Step 1 - Clean Skims¶
This script is used to read data from source csv files representing OD skims in long form. The skims are filtered and columns renamed on the fly to prepare the tables to be imported in the emma Skim object.
Workflow:
Specify the network configuration
Specify input/output files for each travel mode
Specify column renaming specifications, as needed
Specify criteria for row exclusions, as needed
Clean skims
Functions¶
The following functions are referenced in this script, from the wsa.clean_skims (or cs) submodule:
-
wsa.cs.
previewSkim
(in_file, nrows=5, logger=None, **kwargs)¶ Return the top rows of a csv file to preview its contents.
- Parameters
in_file (String) – Path to csv file
nrows (Integer) – The number of rows at the top of the table to load in the preview.
logger (Logger) – If desired, pass a logger object to record the skim preview. All logging is done at the INFO level.
kwargs – Keyword arguments that can be passed to pandas.read_csv
- Returns
preview
- Return type
pd.DataFrame
-
wsa.cs.
cleanSkims
(in_file, out_file, criteria, rename={}, chunksize=50000, logger=None, **kwargs)¶ Ingest a raw skim and retain only those rows that meet the provided criteria (all criteria must be true).
- Parameters
in_file (String) – Path to the raw csv data
out_file (String) – Path to the new csv output
criteria ([(String, String, Var),..]) –
A list of tuples. Each tuple contains specifications for filtering the raw csv data by a particular criterion.
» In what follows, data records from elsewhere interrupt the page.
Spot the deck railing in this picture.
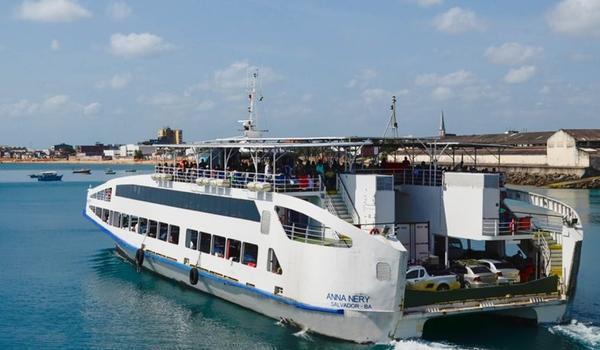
[282,223,352,248]
[506,188,581,226]
[356,167,443,186]
[155,165,324,192]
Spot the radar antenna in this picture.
[238,69,267,137]
[383,96,398,138]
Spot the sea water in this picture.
[0,164,600,349]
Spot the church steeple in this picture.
[439,111,446,138]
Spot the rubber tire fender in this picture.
[135,248,144,267]
[190,267,198,286]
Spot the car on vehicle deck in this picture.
[450,262,498,288]
[478,259,521,284]
[406,265,460,292]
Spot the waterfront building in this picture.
[391,128,600,177]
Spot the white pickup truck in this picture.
[406,265,460,291]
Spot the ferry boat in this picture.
[85,72,583,343]
[36,171,62,181]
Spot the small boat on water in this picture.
[37,171,62,181]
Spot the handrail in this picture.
[337,174,361,225]
[281,223,352,248]
[155,165,323,192]
[355,166,444,186]
[538,234,551,276]
[506,188,581,228]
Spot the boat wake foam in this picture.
[548,320,600,349]
[294,328,313,341]
[390,339,476,350]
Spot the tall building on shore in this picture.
[158,126,183,145]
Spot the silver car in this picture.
[479,259,521,284]
[450,264,498,288]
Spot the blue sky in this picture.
[0,0,600,147]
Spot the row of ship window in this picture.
[90,206,282,274]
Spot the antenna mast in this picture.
[383,96,398,138]
[239,69,263,137]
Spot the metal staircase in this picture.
[325,193,354,224]
[535,231,563,277]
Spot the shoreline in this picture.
[0,159,156,165]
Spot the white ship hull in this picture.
[85,163,581,343]
[106,228,398,343]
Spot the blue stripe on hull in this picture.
[83,211,344,315]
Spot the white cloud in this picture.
[433,7,484,34]
[185,60,283,95]
[484,42,544,65]
[42,95,70,111]
[415,0,444,7]
[504,66,536,84]
[569,52,594,63]
[106,1,132,21]
[0,99,40,117]
[546,0,600,36]
[83,102,102,116]
[196,100,215,112]
[137,92,216,112]
[404,0,444,7]
[110,33,173,58]
[97,73,132,90]
[346,69,377,88]
[415,69,476,86]
[50,39,60,51]
[0,94,101,118]
[431,86,452,101]
[17,0,92,22]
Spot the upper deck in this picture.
[153,165,325,192]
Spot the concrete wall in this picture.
[389,151,548,168]
[340,174,396,233]
[547,130,590,168]
[396,185,446,235]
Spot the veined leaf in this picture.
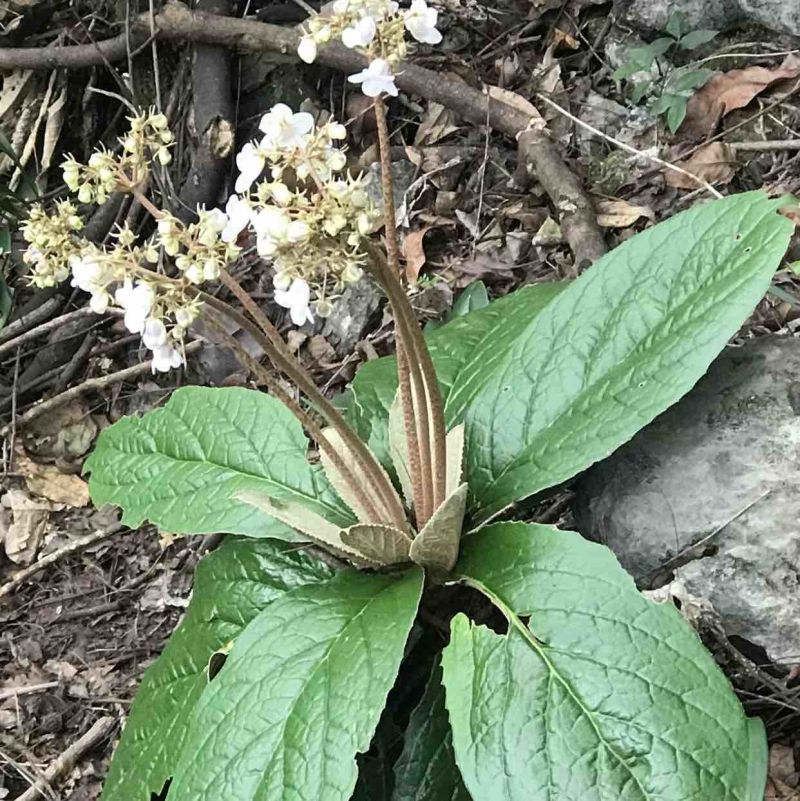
[85,387,354,539]
[442,523,766,801]
[392,664,470,801]
[466,192,793,522]
[348,283,566,467]
[167,570,422,801]
[101,537,333,801]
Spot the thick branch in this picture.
[0,3,606,263]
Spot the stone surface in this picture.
[575,337,800,662]
[618,0,800,36]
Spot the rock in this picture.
[322,277,383,358]
[575,337,800,661]
[620,0,800,36]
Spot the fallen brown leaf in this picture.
[680,62,800,138]
[595,200,655,228]
[665,142,736,189]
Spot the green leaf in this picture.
[462,192,793,521]
[101,537,332,801]
[667,95,687,133]
[392,664,470,801]
[442,523,766,801]
[85,387,353,539]
[167,570,423,801]
[450,281,489,318]
[680,31,719,50]
[349,283,566,467]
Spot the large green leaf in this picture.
[168,570,422,801]
[348,283,566,466]
[442,523,766,801]
[392,664,470,801]
[86,387,354,539]
[466,192,794,522]
[102,537,332,801]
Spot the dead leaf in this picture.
[680,62,800,138]
[595,200,655,228]
[25,465,89,506]
[414,102,458,147]
[3,489,53,565]
[403,225,436,284]
[665,142,736,189]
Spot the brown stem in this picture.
[207,317,383,520]
[215,270,405,526]
[375,97,446,525]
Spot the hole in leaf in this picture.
[208,651,228,681]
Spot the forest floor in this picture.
[0,0,800,801]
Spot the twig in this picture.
[536,92,722,198]
[0,340,203,436]
[0,306,100,356]
[0,523,123,598]
[0,681,61,701]
[0,295,64,342]
[0,2,605,268]
[728,139,800,153]
[17,717,116,801]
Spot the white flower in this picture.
[234,142,266,192]
[298,36,317,63]
[342,16,378,48]
[275,278,314,325]
[151,345,184,373]
[222,195,253,242]
[258,103,314,150]
[114,279,156,334]
[253,206,291,256]
[347,58,397,97]
[142,317,167,350]
[403,0,442,44]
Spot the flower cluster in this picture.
[297,0,442,97]
[227,104,380,325]
[62,110,174,204]
[22,200,83,287]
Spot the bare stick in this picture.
[536,93,722,197]
[17,717,116,801]
[0,340,203,436]
[0,306,100,356]
[0,523,123,598]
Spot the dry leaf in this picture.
[403,225,435,284]
[414,102,458,147]
[595,200,655,228]
[680,62,800,138]
[665,142,736,189]
[3,489,52,565]
[25,465,89,506]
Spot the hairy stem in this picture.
[207,317,381,520]
[374,97,446,525]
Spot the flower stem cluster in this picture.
[230,104,380,325]
[22,200,83,287]
[62,109,174,204]
[297,0,442,97]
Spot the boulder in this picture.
[575,336,800,662]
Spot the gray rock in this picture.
[619,0,800,36]
[322,277,383,358]
[575,337,800,660]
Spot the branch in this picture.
[0,2,606,263]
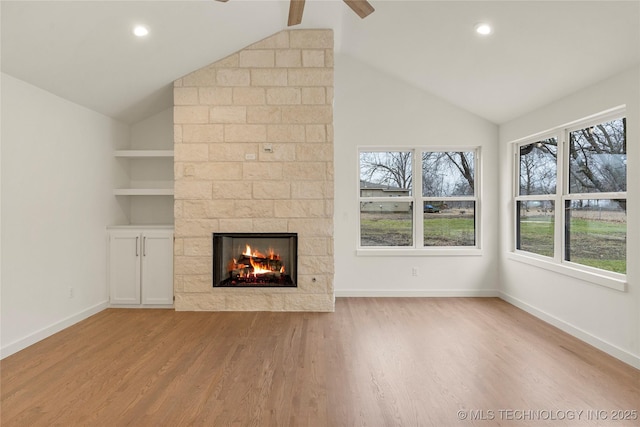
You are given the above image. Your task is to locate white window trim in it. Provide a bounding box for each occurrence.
[507,106,628,292]
[355,145,484,257]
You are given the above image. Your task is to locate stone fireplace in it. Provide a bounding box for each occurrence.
[174,30,334,311]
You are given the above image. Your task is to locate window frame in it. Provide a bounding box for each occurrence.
[508,106,629,291]
[355,145,482,256]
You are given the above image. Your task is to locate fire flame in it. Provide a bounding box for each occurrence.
[242,245,280,259]
[228,244,285,277]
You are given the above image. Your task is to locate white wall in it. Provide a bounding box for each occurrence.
[500,67,640,367]
[334,55,498,296]
[0,74,129,357]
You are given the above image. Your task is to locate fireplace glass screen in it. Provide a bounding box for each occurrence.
[213,233,298,287]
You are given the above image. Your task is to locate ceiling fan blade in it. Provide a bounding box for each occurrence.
[287,0,305,26]
[344,0,375,18]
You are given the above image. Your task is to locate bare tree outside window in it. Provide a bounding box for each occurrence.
[359,149,476,247]
[520,138,558,196]
[569,118,627,197]
[422,151,475,197]
[360,151,413,190]
[515,114,627,274]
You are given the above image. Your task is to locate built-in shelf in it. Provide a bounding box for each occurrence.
[113,188,173,196]
[114,150,173,158]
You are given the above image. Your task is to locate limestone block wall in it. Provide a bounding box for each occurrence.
[174,30,334,311]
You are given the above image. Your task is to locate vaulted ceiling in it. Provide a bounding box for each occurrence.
[0,0,640,124]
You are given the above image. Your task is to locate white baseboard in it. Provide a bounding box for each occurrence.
[335,289,500,298]
[0,301,109,359]
[499,291,640,369]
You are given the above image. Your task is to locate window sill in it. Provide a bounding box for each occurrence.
[356,248,483,257]
[507,252,627,292]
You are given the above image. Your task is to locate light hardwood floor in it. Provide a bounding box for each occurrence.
[0,298,640,427]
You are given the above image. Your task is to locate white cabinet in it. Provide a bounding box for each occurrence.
[109,227,173,306]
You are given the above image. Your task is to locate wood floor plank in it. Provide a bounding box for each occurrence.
[0,298,640,427]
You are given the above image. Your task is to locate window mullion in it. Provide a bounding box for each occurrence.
[553,134,569,263]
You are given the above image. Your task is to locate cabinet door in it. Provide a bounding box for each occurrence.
[109,230,141,304]
[142,231,173,304]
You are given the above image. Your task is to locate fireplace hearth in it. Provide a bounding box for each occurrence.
[213,233,298,287]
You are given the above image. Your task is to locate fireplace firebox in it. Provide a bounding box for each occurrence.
[213,233,298,287]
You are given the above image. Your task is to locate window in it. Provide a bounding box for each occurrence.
[515,111,627,275]
[358,148,478,249]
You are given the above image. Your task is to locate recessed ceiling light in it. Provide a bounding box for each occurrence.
[133,25,149,37]
[476,22,493,36]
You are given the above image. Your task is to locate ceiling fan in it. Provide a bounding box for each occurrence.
[217,0,375,27]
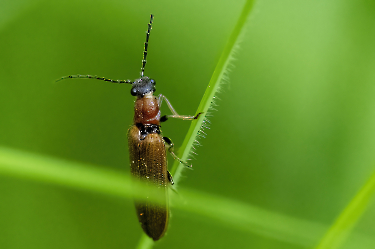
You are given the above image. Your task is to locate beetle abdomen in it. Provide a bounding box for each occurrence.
[128,125,169,240]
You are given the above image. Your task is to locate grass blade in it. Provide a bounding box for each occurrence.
[171,0,255,182]
[316,171,375,249]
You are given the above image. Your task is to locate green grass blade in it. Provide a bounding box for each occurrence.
[316,171,375,249]
[171,0,255,182]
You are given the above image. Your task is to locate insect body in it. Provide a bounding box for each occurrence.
[58,15,201,241]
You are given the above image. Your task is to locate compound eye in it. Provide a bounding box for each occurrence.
[130,88,137,96]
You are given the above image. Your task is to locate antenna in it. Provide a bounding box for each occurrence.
[141,14,154,77]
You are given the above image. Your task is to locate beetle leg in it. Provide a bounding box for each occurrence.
[163,137,192,168]
[158,94,203,122]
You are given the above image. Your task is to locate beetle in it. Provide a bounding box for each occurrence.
[57,14,202,241]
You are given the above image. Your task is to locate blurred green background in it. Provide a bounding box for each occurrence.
[0,0,375,249]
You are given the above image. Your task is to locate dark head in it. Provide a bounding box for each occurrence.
[130,76,156,98]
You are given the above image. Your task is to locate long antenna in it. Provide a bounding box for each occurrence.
[141,14,154,77]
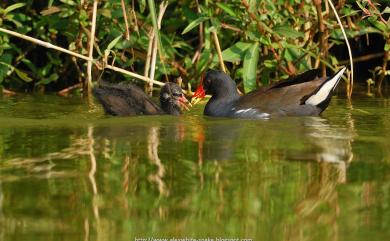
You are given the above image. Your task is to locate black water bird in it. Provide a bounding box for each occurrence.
[93,82,190,116]
[193,67,346,119]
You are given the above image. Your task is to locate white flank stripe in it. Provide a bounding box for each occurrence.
[305,67,346,105]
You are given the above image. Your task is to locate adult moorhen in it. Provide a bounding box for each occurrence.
[93,82,190,116]
[193,67,346,119]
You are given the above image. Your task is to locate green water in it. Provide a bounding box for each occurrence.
[0,91,390,241]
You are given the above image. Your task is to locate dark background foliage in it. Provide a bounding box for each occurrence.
[0,0,390,92]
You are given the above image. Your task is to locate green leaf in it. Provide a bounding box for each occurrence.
[217,3,237,17]
[242,42,259,93]
[382,7,390,14]
[264,59,278,69]
[273,25,304,38]
[4,3,26,14]
[14,68,32,83]
[181,16,209,34]
[138,0,146,13]
[222,42,252,62]
[106,35,122,51]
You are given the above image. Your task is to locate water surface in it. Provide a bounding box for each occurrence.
[0,91,390,241]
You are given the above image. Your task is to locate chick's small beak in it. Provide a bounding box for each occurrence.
[191,84,206,105]
[177,94,192,110]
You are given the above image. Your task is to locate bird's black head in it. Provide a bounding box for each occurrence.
[194,70,238,98]
[160,82,189,115]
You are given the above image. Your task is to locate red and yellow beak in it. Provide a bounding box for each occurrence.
[191,77,206,105]
[177,94,192,110]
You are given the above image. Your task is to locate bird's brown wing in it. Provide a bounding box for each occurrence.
[236,71,326,115]
[93,83,164,116]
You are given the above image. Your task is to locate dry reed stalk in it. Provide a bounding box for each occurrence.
[145,1,168,95]
[0,27,164,86]
[87,0,99,95]
[121,0,130,40]
[328,0,353,99]
[211,30,226,73]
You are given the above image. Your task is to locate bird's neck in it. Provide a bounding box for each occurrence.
[161,102,181,116]
[204,85,240,117]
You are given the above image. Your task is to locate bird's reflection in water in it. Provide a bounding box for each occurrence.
[95,117,189,200]
[193,116,355,240]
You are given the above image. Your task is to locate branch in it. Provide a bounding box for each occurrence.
[0,27,164,86]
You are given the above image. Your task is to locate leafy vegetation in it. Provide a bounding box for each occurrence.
[0,0,390,92]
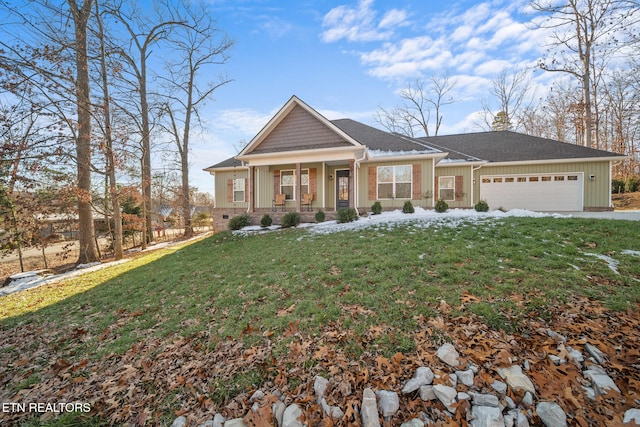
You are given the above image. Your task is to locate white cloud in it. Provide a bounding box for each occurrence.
[378,9,407,28]
[322,0,407,43]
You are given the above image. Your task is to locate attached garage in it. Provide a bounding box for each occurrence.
[480,172,584,212]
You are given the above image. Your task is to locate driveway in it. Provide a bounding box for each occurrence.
[563,210,640,221]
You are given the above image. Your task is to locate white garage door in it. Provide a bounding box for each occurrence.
[480,173,583,212]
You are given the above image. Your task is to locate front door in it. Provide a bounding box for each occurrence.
[336,170,349,209]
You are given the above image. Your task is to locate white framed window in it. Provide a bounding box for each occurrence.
[377,165,413,199]
[280,169,309,200]
[300,169,309,199]
[438,176,456,201]
[233,178,245,202]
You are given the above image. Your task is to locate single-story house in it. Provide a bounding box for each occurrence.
[205,96,626,231]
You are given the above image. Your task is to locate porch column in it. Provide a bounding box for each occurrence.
[349,159,358,209]
[296,163,302,212]
[249,166,256,212]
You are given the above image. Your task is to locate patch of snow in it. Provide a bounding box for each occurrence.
[584,252,620,274]
[621,249,640,256]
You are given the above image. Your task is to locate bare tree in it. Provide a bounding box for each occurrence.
[96,1,124,260]
[482,68,530,130]
[109,5,185,248]
[163,0,233,237]
[531,0,639,147]
[375,76,457,137]
[67,0,100,264]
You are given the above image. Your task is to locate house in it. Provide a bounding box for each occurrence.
[205,96,626,231]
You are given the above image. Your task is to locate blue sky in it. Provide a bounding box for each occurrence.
[191,0,551,192]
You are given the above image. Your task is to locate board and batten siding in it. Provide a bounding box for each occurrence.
[474,161,611,210]
[357,159,433,210]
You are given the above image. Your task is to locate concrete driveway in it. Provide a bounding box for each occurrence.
[561,210,640,221]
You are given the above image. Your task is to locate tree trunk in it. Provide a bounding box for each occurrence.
[68,0,100,264]
[96,3,124,260]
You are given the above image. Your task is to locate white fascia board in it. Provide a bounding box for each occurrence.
[237,147,364,166]
[203,165,242,176]
[360,153,448,163]
[436,160,487,168]
[484,156,629,167]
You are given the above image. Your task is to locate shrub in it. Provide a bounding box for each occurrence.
[260,214,273,227]
[338,208,358,223]
[436,199,449,213]
[475,200,489,212]
[402,200,416,213]
[282,212,300,228]
[229,214,251,230]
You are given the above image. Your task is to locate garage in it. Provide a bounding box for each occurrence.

The tuple consists of three parts: (reference column, comparator, value). Use column names expected after renaming, if rename if provided. Comparators may by provided as strings corresponding to built-in class comparison methods:
__eq__() = equals [==]
__ne__() = not equal to [!=]
__lt__() = less than [<]
__le__() = less than or equal to [<=]
__gt__() = greater than [>]
__ge__() = greater than or equal to [>=]
rename ({String: String,..}, default={}) – Optionally rename columns in the raw data based on key: value pairs in a dictionary. The key is the existing column name, and the value is the new name for that column. Only columns for which renaming is desired need to be included in the dictionary.
chunksize (Int) – The number of rows to read in from in_file at one time. All rows are evaluated in chunks to manage memory consumption.
logger (Logger) – If desired, pass a logger object to record information about the skim cleaning process. All logging is done at the INFO level.
kwargs – Any keyword arguments passed to pandas.read_csv for loading in_file.
- Returns
- Return type
None - outfile is written during this process.